GoodNews KW33/22

Machen Sie Theater!

Haben Sie sich heute schon in Szene gesetzt? Den Frühstückstisch schön inszeniert und die Kinder gut eingestimmt? Vielleicht schon den einen Kollegen oder die andere Freundin für die wichtige Sitzung instrumentalisiert oder zumindest mit Ihrem Anliegen in Einklang gebracht? Sehen Sie, dann haben Sie ja schon richtig Theater gemacht. Nicht vorsätzlich, eher intuitiv und für die Sache. Schliesslich brauchen Vorhaben die richtige Vorbereitung und eine noch bessere Strategie. Oder glauben Sie, ein Kindergeburtstag sei heute ohne gute Dramaturgie, raffinierte Regie und tolle Bühne ein Erfolg? Sicher nicht. Aber keine Sorge, das kriegen wir mittlerweile alle prima hin. Schliesslich ist nach dem Theater vor dem Thea­ter. Aber was erzähl ich Ihnen. Der Alltag schreibt die Stücke, wir führen im besten Fall Regie und ab und zu die Hauptrolle. Nur gibt es für unser Alltagstheater Applaus? Vielleicht nicht hörbar. Aber so lange der Vorhang nicht fällt, wird immer irgendwo geklatscht. Wenn auch nur ganz leise.

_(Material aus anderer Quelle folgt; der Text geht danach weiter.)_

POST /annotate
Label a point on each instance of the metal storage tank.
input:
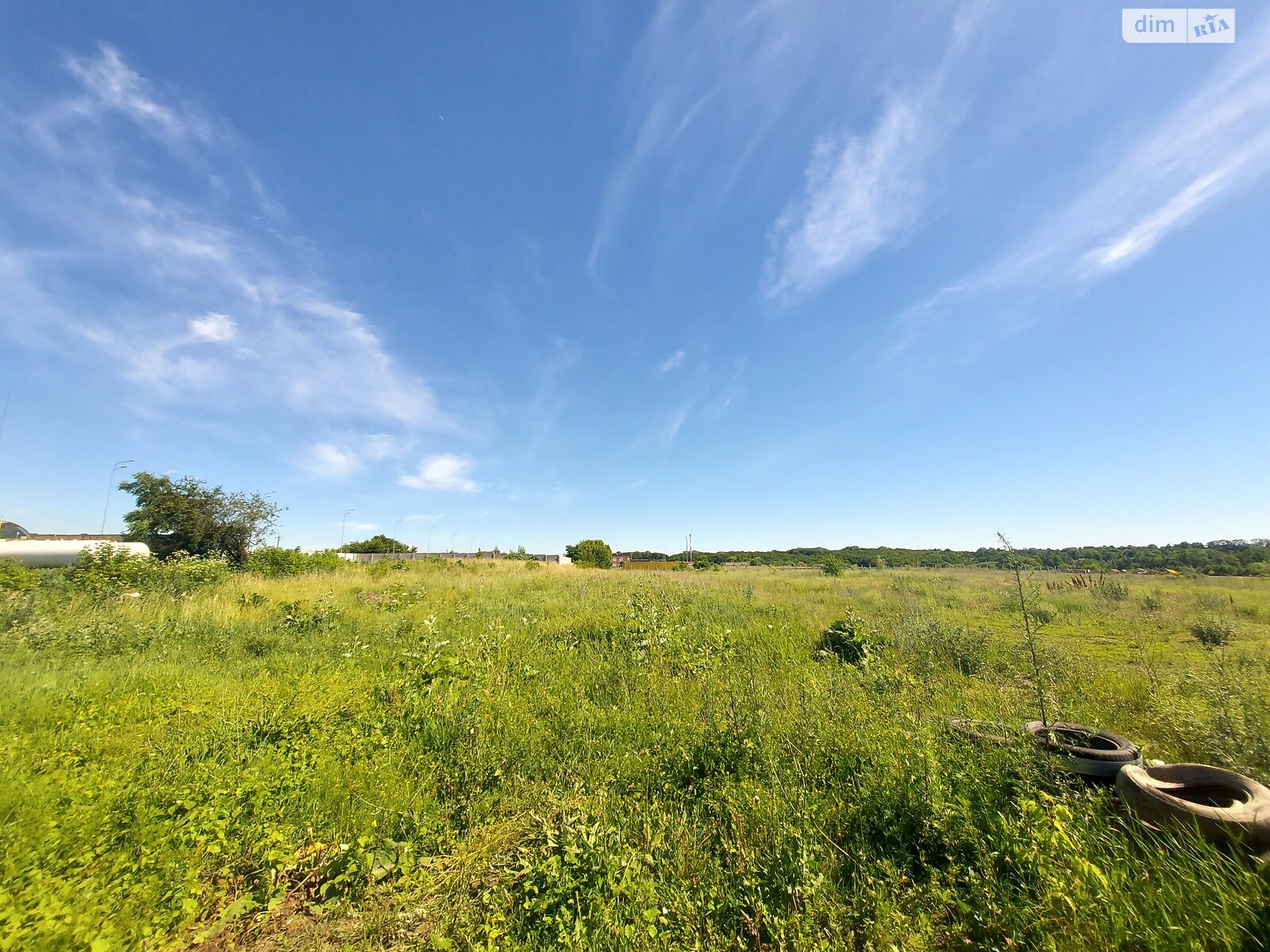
(57, 554)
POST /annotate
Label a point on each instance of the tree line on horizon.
(1218, 558)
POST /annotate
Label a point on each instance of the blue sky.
(775, 274)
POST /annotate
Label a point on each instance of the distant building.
(12, 530)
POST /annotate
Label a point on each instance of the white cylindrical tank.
(56, 552)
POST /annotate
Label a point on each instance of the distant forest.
(1221, 558)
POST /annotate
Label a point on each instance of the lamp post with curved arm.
(110, 489)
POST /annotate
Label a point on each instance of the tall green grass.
(510, 757)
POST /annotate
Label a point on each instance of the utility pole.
(110, 486)
(342, 524)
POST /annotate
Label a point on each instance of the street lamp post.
(110, 489)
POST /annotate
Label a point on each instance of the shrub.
(849, 639)
(937, 643)
(14, 577)
(1212, 631)
(275, 562)
(1110, 589)
(594, 552)
(106, 569)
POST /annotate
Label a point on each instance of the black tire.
(1085, 750)
(1225, 806)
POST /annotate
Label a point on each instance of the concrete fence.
(413, 556)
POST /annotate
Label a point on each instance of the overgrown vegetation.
(444, 755)
(1222, 558)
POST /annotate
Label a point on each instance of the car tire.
(1225, 806)
(1086, 750)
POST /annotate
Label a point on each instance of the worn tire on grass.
(1086, 750)
(1225, 806)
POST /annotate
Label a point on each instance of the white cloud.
(709, 84)
(444, 471)
(114, 86)
(327, 461)
(863, 192)
(86, 169)
(671, 362)
(330, 461)
(1206, 148)
(216, 328)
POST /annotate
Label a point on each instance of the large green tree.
(592, 552)
(378, 543)
(188, 516)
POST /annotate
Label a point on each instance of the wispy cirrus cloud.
(1204, 149)
(709, 84)
(863, 192)
(446, 471)
(671, 362)
(349, 456)
(207, 306)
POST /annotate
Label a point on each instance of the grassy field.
(518, 757)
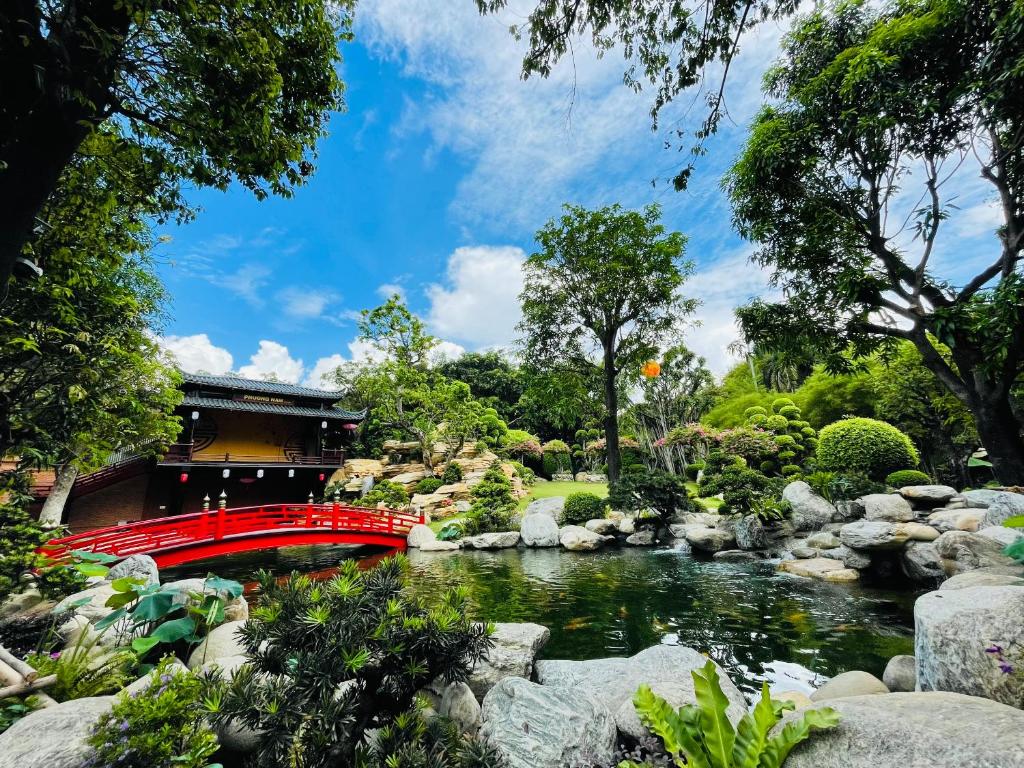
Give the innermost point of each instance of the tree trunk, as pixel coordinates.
(611, 408)
(64, 481)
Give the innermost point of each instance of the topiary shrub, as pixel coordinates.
(582, 507)
(902, 477)
(867, 445)
(429, 484)
(452, 473)
(331, 660)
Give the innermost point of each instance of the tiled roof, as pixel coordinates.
(221, 403)
(258, 385)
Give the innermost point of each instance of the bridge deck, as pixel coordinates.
(171, 541)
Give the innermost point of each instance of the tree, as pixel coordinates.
(80, 374)
(210, 91)
(604, 282)
(872, 111)
(669, 44)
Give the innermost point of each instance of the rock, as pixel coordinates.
(873, 535)
(420, 535)
(459, 704)
(537, 726)
(53, 736)
(501, 540)
(984, 578)
(751, 534)
(956, 519)
(999, 505)
(96, 607)
(952, 630)
(221, 641)
(848, 511)
(921, 562)
(901, 675)
(515, 648)
(615, 680)
(823, 540)
(810, 511)
(962, 551)
(822, 568)
(849, 557)
(603, 526)
(928, 497)
(914, 730)
(676, 693)
(136, 566)
(539, 530)
(855, 683)
(552, 507)
(710, 540)
(577, 539)
(735, 555)
(887, 507)
(1000, 535)
(643, 538)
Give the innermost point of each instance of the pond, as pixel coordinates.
(759, 625)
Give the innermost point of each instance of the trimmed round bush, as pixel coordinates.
(582, 507)
(907, 477)
(429, 484)
(867, 445)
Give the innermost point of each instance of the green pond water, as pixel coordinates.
(760, 625)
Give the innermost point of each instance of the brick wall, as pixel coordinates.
(121, 502)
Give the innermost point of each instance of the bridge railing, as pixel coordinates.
(180, 530)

Und im richtigen Theater? Wird dort genug geklatscht? Zumindest im Stadttheater Solothurn sind die Gäste nach der Corona-Abstinenz zahlreich zurückgekehrt. Drücken wieder gespannt die Theaterbänke und lassen sich unterhalten, berühren und inspirieren. Ob ein Theaterbesuch für jedermann ist? Oder doch zu abgehoben? Mitnichten. Klar, die Popularität eines Konzerts wie das der Büetzer Buebe vor 40 000 Zuschauenden oder ein Schlussgang der Bösen vermögen Theaterschaffende nicht toppen. Obwohl «E Chischte Bier, e Grill u es Füür» auch bei einigen Freilichttheater-Bühnen gut Platz und Tradition haben. Übrigens: In der Schweiz ist das Laientheater eine Volksbewegung: 27 000 Mitglieder zählt der Zentralverband Schweizer Volkstheater und ist der drittgrösste Laienkulturverband – noch vor der Trachtenvereinigung und dem Jodlerverband. Mit anderen Worten: Eine halbe Million Menschen stehen hinter und auf Schweizer Bühnen. Also machen wir weiterhin viel Theater. Und vor allem: geben noch mehr Applaus.